What is a brown dwarf
What is a brown dwarf

Brown dwarfs used to be classified as either very light stars or very heavy planets. To make it easier to understand why scientists held such opinions, one can compare such celestial bodies with stars and planets. The mass of brown dwarfs varies from 0.012 to 0.0767 solar masses, or 12.57 to 80.35 masses of Jupiter. To better understand the situation, consider the fact that the mass of Jupiter is 2.47 times the mass of all other planets in the solar system combined.
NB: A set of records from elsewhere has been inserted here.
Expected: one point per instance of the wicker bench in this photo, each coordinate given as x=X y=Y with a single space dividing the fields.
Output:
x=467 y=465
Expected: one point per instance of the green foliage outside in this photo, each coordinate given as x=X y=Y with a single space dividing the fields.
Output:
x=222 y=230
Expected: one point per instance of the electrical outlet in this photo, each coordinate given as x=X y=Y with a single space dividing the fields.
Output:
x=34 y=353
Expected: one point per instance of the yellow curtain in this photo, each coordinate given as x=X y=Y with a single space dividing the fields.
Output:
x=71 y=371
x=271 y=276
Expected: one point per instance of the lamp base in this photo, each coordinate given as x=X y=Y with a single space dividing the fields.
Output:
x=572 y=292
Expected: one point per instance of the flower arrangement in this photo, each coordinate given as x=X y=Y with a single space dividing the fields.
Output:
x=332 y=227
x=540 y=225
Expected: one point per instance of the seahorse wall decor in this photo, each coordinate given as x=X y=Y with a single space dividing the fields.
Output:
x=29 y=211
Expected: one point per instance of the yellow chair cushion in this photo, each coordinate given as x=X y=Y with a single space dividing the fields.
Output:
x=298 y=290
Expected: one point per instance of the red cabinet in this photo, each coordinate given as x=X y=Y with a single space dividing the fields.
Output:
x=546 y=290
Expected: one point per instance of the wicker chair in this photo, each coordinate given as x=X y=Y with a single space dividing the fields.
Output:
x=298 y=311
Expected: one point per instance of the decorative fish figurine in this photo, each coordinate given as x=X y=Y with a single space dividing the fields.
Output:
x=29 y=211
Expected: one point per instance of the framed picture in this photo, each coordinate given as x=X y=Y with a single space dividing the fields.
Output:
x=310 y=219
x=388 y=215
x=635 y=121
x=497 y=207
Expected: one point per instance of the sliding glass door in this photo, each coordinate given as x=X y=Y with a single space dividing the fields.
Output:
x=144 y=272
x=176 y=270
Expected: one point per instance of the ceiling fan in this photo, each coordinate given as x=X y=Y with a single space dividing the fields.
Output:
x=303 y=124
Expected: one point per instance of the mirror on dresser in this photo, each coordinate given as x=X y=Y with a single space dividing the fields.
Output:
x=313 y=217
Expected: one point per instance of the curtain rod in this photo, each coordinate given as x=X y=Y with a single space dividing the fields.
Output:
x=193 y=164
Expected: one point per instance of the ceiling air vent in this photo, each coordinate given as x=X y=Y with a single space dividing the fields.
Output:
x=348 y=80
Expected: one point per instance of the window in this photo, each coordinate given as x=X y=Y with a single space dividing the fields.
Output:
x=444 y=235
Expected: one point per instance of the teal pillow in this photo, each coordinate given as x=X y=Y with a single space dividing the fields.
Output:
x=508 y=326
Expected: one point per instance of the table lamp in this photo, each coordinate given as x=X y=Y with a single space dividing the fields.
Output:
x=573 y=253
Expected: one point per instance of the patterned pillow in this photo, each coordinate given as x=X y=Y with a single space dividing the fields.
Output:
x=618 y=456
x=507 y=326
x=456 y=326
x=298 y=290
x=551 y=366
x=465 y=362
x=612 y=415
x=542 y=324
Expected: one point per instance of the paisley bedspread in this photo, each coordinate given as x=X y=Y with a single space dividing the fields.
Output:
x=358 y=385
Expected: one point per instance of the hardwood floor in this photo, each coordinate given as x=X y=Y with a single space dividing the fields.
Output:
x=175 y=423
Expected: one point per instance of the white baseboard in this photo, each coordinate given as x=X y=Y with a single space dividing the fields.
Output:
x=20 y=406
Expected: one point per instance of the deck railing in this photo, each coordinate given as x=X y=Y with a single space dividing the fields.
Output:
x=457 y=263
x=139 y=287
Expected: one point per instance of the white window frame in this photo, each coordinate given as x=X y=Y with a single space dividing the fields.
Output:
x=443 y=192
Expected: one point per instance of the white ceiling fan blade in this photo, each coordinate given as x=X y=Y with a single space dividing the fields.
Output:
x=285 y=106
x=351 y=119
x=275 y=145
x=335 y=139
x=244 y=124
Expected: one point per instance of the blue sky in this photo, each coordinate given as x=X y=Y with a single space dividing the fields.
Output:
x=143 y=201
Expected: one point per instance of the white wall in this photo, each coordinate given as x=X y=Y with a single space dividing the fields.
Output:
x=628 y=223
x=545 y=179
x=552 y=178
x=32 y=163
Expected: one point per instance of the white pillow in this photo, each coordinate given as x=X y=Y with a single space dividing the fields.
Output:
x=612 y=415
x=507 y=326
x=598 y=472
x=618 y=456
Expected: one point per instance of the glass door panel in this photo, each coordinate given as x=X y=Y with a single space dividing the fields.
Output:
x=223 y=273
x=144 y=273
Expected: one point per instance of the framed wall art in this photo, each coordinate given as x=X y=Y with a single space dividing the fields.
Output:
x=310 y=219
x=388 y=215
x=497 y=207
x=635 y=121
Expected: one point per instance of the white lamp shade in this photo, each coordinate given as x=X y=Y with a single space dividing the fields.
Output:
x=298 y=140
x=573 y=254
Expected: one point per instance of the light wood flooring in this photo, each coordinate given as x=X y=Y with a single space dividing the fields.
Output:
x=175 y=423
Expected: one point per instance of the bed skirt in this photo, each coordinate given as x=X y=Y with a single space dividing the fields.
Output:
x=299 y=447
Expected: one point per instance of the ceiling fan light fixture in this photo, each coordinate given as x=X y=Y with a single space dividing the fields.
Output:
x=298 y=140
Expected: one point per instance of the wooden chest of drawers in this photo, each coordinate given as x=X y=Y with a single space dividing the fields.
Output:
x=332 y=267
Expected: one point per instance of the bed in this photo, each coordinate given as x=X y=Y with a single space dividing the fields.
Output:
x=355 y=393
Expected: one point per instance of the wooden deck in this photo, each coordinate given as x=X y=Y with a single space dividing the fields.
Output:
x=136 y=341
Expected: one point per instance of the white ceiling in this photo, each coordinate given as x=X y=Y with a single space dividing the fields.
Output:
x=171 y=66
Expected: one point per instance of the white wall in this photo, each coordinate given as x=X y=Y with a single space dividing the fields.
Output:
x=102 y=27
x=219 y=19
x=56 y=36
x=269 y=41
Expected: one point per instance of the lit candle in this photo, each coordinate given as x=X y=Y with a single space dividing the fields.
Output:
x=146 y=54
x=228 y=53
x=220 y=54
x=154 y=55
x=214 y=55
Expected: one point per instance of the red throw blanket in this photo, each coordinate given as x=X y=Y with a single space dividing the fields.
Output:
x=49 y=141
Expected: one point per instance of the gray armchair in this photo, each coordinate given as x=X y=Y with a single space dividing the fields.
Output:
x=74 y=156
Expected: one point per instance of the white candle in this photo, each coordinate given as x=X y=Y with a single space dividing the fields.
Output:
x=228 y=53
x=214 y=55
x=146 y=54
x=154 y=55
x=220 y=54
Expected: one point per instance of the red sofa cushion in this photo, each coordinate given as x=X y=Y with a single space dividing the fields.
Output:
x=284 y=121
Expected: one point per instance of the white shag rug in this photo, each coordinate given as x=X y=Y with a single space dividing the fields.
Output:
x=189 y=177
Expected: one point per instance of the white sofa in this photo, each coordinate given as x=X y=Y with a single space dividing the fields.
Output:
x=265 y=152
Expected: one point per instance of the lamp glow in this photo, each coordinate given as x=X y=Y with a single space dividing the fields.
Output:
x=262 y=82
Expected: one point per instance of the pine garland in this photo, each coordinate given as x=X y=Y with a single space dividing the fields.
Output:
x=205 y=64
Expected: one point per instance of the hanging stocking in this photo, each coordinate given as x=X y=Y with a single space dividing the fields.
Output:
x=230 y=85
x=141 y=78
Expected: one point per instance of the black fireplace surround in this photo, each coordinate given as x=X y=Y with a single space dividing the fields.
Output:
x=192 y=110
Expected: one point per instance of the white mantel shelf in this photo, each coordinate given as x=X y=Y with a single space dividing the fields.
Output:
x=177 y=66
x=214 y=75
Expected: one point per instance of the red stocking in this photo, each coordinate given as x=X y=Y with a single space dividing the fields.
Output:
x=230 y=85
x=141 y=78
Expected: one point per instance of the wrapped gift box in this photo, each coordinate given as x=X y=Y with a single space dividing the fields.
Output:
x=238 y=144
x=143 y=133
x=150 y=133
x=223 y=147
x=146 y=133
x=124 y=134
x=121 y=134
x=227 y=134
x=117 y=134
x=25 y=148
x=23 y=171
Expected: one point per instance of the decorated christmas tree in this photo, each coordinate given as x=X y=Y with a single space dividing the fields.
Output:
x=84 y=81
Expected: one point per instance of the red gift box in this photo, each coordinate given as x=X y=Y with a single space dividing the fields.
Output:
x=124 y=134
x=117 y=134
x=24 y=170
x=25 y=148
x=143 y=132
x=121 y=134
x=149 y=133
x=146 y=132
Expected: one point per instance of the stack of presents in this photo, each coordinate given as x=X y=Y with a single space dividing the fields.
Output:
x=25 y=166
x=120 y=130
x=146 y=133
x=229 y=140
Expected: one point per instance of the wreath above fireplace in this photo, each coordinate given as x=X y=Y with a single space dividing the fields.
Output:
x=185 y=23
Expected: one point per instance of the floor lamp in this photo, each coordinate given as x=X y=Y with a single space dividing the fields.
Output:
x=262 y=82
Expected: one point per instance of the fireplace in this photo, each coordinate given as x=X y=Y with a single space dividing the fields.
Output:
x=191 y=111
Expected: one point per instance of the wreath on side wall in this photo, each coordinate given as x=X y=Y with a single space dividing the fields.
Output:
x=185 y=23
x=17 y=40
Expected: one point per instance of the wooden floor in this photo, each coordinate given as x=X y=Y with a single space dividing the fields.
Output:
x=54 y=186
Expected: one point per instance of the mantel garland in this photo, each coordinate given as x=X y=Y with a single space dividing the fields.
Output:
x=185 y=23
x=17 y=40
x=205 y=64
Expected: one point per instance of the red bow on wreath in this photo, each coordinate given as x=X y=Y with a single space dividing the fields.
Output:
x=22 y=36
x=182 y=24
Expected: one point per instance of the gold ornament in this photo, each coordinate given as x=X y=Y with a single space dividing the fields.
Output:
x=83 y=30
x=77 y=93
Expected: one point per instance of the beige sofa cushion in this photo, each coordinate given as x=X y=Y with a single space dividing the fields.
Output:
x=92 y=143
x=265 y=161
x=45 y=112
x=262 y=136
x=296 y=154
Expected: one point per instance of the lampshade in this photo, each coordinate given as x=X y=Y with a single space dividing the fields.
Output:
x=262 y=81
In brown dwarfs, as in stars, thermonuclear reactions occur at the beginning of their life. However, there is a difference between these objects: the fact is that brown dwarfs cool down very quickly, and the temperature in their depths is too low to ensure a continuous reaction of converting hydrogen into helium, accompanied by the release of heat and light. By the way, the very color of these celestial bodies is due to their relatively low temperature, which is less than 2000 degrees Kelvin. In addition, brown dwarfs lack a radiative transfer zone, and heat transfer occurs only due to convection. In particular, lithium, which either burns out in stars at the initial stage of life, or remains in the upper layers, in brown dwarfs gradually passes from the cold upper layers to the hot inner ones, ensuring the mixing of substances and the relative homogeneity of the structure of the celestial body.

Brown dwarfs have long been thought of as planets because their average diameter is about the same as that of Jupiter. In addition, they are not able to sustain thermonuclear reactions for a long enough time. However, there are also significant differences between these celestial bodies. First, brown dwarfs differ from planets in density and mass. As noted above, their mass can be 80 times the mass of the gas giant Jupiter. Secondly, brown dwarfs, unlike planets, are capable of emitting in the infrared and sometimes in the X-ray range, which allowed astronomers to detect many of these celestial bodies far beyond the solar system.